Writing a business plan: the basic rules.

Writing a business plan: the basic rules.

Take your time. The road to a clean business plan is correspondingly hard.

Pay attention to the language. A clean business plan not only offers comprehensible numbers but should also be written in the correct language, have an attractive design, and be neatly bound, emphasizes Blasucci.

Check profitability. As a company founder, it is precisely the numerical part – i.e., the chapter “Cost structure” in the canvas method or “Finances” in TAKE OFF – that you should subject to a critical check. If it still works, then you are on the right track».

Keep it short. When writing a business plan, you should always think of the readers. Twenty pages ought to suffice. The most important aspect, however, is the summary or management summary. Infrequently busy bank managers or investors read the entire business plan. 

Get help. Most company founders have a hard time with linguistic precision. Not everyone can explain a difficult context simply and plausibly at the highest level. Just friends and colleagues who read the business plan critically and make suggestions for improvement can greatly help. “Anyone who makes mistakes in the summary, works sloppily, or cannot answer the most important questions has already lost,” says Blasucci.

Plan your first steps. Starting a business is always a risk. Good preparation helps to get through the first few months and years better. Of course, no plan, no matter how detailed, can foresee that. But good planning is always helpful.

Infoniqa partnership with STARTUPS.CH

Infoniqa maintains a partnership with the start-up portal STARTUPS.CH to provide optimal support for young Swiss entrepreneurs. Those who set up their company via STARTUPS.CH benefit twice over: from a wide range of advice and attractive conditions for partner offers – e.g., B. at Infoniqa ONE Start, the business software for start-ups.

The business plan in the established company

«A business plan is something for start-ups. Established companies run by themselves, so an annual budget is enough.» That is the widespread opinion. But: is that true? How often is the budget wrong at the end of the year because it just doesn’t reflect reality? A different approach is worthwhile, especially when changes are imminent: A business plan serves as a guide through the thicket of assumptions, wishes, and dreams. Of course, a business plan should also result in a resilient budget. But not primarily. The business plan for an established company should also consider some additional points that are not relevant to the business plan for start-ups.

Create actual analysis

In the beginning, there is the unvarnished truth: How is business? Why are certain offers not working or not as well as they should? Why are others doing well? With this analysis, you get a realistic picture of your company’s current situation as a starting point for the business plan. You will identify the “pain points,” strengths, and opportunities where you need to start. It is advisable to involve an external moderator who brings a different perspective and questions entrenched arguments.

set goals

After the actual analysis, you set the goals. Make goals specific, measurable, appealingrealistic, and timely (SMART). How do you want to survive in the market? Do you want to introduce a new product or service or change an offer? Again, it would help if you did not build castles in the air but remained realistic. It doesn’t hurt to ask your customers about their needs again and again. Once you have set a goal, you should try to break it down into individual milestones. In this way, you keep track of things and can intervene in good time in the event of delays.

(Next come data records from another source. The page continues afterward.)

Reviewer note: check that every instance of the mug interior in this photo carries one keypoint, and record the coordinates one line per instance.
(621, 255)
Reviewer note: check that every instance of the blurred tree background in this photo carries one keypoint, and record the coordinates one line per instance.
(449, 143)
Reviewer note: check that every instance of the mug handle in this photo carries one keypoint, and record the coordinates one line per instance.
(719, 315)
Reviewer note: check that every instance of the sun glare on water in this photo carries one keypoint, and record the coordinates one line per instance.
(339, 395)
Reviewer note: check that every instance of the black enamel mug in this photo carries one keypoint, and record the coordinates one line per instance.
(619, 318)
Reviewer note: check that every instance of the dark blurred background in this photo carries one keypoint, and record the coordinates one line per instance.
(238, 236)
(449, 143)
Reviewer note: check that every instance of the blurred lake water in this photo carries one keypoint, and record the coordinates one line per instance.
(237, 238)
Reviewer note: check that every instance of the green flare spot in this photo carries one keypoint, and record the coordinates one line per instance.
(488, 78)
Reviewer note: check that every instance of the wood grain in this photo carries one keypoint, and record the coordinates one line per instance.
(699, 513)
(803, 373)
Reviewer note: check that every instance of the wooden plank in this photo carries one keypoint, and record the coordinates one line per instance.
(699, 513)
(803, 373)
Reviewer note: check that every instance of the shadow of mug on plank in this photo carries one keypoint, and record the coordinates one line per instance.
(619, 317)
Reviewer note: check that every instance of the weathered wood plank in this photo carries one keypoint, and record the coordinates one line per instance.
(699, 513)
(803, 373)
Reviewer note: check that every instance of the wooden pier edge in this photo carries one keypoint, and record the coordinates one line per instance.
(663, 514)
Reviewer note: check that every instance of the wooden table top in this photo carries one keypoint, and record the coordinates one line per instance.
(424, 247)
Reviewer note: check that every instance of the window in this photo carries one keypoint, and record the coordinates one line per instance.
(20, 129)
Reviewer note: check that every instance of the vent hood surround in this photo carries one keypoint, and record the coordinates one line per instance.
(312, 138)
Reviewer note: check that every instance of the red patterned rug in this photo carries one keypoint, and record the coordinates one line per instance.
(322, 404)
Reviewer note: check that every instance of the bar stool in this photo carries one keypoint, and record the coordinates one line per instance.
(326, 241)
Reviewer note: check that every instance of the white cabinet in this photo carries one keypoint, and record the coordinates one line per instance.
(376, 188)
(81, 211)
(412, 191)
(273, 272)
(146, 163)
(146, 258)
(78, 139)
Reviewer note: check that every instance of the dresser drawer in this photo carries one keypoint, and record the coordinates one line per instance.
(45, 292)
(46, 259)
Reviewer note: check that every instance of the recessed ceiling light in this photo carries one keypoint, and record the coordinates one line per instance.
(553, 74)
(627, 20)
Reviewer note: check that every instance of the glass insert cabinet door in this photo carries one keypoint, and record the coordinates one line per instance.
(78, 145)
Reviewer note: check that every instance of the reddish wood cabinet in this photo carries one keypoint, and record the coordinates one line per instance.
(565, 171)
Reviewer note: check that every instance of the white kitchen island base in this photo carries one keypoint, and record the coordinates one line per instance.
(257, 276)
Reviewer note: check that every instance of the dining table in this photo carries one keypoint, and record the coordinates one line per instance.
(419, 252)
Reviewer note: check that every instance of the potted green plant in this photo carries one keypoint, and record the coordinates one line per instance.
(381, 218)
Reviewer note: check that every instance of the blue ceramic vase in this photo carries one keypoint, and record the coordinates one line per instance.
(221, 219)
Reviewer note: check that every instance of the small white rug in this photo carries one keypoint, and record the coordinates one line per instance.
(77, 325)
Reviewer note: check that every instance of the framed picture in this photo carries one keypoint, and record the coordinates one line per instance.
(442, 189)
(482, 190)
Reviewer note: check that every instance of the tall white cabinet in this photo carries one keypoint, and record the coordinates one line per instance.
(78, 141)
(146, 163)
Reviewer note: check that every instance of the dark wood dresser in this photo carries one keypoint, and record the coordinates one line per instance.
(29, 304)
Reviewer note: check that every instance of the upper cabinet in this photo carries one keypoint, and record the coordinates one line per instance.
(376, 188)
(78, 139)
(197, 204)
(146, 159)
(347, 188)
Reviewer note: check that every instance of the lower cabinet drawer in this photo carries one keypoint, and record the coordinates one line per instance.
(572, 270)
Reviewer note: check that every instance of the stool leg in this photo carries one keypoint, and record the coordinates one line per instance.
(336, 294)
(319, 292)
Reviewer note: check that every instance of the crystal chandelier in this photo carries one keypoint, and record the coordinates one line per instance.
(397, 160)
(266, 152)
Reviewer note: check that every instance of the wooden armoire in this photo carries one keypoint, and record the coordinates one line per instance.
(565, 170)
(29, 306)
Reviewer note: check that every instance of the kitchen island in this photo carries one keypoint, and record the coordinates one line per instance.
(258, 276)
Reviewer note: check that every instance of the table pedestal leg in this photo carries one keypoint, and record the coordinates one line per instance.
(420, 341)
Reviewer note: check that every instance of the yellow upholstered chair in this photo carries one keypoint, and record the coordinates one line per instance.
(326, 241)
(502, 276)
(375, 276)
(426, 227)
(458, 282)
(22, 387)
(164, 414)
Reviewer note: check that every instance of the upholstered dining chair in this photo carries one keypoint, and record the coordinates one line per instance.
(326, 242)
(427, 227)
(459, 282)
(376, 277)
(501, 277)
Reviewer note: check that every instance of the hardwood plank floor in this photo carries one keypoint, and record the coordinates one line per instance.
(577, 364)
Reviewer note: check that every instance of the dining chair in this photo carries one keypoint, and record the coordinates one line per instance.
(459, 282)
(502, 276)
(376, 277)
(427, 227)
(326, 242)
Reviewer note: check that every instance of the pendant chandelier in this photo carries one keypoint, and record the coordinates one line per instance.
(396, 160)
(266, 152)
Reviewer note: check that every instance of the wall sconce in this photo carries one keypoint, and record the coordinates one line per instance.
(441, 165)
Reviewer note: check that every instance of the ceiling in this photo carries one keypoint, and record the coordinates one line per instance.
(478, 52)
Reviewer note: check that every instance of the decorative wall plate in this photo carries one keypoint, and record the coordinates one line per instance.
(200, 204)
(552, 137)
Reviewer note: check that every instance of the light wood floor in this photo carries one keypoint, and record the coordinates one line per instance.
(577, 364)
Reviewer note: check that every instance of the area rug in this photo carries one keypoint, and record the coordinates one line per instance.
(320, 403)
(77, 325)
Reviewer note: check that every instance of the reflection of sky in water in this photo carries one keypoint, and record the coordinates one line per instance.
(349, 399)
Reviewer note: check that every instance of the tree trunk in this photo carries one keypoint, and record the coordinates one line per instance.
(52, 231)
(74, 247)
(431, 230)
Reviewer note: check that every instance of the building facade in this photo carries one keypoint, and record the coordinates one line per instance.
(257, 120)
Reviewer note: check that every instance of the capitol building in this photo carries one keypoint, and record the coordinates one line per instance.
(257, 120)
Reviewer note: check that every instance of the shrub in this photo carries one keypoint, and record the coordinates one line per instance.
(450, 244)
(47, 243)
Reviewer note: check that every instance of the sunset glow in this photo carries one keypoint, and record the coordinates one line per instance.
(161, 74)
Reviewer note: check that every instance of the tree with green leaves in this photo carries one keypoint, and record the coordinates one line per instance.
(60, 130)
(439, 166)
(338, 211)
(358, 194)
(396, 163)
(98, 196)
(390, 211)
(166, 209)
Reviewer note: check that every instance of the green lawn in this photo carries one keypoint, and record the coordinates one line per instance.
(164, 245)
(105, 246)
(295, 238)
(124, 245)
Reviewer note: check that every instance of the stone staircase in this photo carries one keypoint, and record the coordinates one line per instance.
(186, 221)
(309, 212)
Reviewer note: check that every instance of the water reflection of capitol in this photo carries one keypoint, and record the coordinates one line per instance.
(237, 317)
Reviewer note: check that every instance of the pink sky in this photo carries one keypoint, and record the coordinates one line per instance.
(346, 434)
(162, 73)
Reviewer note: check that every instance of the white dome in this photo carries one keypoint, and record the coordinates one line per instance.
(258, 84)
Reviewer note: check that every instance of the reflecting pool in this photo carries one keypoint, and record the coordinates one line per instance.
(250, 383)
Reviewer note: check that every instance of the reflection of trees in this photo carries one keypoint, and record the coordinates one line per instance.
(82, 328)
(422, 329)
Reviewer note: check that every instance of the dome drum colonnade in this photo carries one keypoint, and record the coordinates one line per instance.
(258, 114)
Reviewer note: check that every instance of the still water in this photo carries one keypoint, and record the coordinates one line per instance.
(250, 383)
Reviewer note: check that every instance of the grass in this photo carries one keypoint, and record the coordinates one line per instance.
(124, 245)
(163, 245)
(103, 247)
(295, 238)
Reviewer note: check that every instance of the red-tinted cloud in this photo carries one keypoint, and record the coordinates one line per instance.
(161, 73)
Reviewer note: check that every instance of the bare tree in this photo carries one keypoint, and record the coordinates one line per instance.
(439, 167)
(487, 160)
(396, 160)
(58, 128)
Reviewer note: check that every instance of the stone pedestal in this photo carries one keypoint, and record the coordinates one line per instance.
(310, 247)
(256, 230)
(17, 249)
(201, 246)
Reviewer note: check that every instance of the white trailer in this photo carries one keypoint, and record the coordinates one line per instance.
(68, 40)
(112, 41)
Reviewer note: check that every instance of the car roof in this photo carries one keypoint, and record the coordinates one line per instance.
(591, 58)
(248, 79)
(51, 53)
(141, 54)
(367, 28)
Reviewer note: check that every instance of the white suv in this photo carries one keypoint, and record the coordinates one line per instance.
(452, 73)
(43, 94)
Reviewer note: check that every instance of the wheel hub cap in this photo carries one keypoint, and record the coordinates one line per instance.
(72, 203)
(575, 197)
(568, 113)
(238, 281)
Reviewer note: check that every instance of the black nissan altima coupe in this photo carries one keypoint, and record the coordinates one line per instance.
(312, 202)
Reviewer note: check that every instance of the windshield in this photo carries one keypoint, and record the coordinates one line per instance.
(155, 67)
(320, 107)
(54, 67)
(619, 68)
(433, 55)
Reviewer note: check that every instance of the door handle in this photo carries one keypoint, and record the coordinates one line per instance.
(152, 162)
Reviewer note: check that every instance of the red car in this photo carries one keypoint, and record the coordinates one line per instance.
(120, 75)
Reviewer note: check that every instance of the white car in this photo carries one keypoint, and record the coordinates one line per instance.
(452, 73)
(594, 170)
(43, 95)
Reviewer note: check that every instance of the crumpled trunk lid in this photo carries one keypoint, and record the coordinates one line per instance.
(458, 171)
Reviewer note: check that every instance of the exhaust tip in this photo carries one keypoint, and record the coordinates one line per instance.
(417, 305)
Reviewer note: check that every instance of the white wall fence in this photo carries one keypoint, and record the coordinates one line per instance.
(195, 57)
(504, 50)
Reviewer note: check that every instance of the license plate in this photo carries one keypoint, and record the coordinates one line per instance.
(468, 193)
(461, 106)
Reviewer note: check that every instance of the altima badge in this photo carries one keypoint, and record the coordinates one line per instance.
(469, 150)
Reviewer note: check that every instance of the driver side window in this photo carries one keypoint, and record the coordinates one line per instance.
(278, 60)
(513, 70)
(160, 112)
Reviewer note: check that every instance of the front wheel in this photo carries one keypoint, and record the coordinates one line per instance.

Take into account changes in the company.

 This only works if you also account for the “how.” Because growth and change affect the sales figures and the entire company, think about where changes have what impact. Following internal areas :

  • Are the responsibilities, dependencies, and processes still correct?
  • Employees: who will you need in the future, and how do you find these specialists?
  • Communication: Often underestimated and subsequently identified as a disruptive factor. Thinking about this in the business plan helps to minimize friction losses.
  • Tools: At best, you need a new tool that you can use to monitor and control your project. How much does it cost, and who uses and looks after it?
  • Culture: Can the employees support the change with enthusiasm and passion? Do they know enough to understand what is changing and why? Who needs further training, and how much does it cost?

Start-up business plans

The business plan of already established companies requires additional documents that are not yet relevant for start-up business plans. When a company expands or restructures, the following enclosures to the business plan may be necessary: 

  • Annual accounts with a balance sheet, income statement, and appendices
  • Current interim financial report with debtors and creditors
  • cash flow statements
  • Information about machines, locations, etc. of the company
  • Existing contracts of participation, cooperations, licenses, etc.
  • tax returns

Optimize business plan and avoid weak points

For the business plan to achieve its goal, it should be coherent, understandable, and unambiguous. Define your target group as precisely as possible. Which formal conventions are important? Completeness is also important: Check whether essential information on the competition, the finances, or the market environment is available. Finally, be careful not to mix hope and reality. Create realistic estimates, for example, for financing and the income statement, but also declare the best (optimistic) and worst variants. That creates transparency.